The acorn woodpecker is a resident bird in the foothills of Oregon, California, and the southwestern United States, south through Central America to Colombia.
This species may occur at low elevations in the north of its range, but rarely below 1,000 m (3,300 ft) in Central America.
These birds prefer habitats with areas with oaks in the coastal areas and foothills of mainly in Oregon and California.
Acorn woodpeckers, as their name implies, depend heavily on acorns for food. Acorns are such an important resource to the California populations that acorn woodpeckers may nest in the fall to take advantage of the fall acorn crop, a rare behavior in birds. Acorn woodpeckers also feed on insects, sap, and fruit.
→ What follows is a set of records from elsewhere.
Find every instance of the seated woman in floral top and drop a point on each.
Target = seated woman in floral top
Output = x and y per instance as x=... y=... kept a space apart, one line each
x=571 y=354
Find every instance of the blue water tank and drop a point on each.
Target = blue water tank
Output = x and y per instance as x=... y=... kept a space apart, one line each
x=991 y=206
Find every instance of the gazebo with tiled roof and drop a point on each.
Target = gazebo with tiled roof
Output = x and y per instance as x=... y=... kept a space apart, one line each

They can be seen sallying from tree limbs to catch insects, eating fruit and seeds, and drilling holes to drink the sap.
Field studies have shown that Acorn Woodpeckers breeding groups range from monogamous pairs to breeding collectives, sometimes called “coalitions”. Cooperative breeding is a relatively rare evolutionary trait that is thought to occur in only nine percent of bird species. Cooperative breeding occurs in two ways: coalitions and family groups. Adult offspring often stay in their parents’ nests and help raise the next generation of woodpeckers. Breeding coalitions consist of up to seven co-breeding males and up to three joint-nesting females. However, most nests are made up of only three males and two females. Nesting groups can also contain up to ten offspring helpers. These breeding coalitions are typically closely related. The males are often brothers, and the females are usually sisters. Inbreeding is rare, however, meaning that co-breeders of the opposite sex are almost never related. In groups with more than one breeding female, the females put their eggs into a single nest cavity. A female usually destroys any eggs in the nest before she starts to lay. Once all the females start to lay, they stop removing eggs. Young from a single brood have been found with multiple paternity.
Just as are most species today, the Acorn Woodpeckers are threatened by habitat loss and degradation.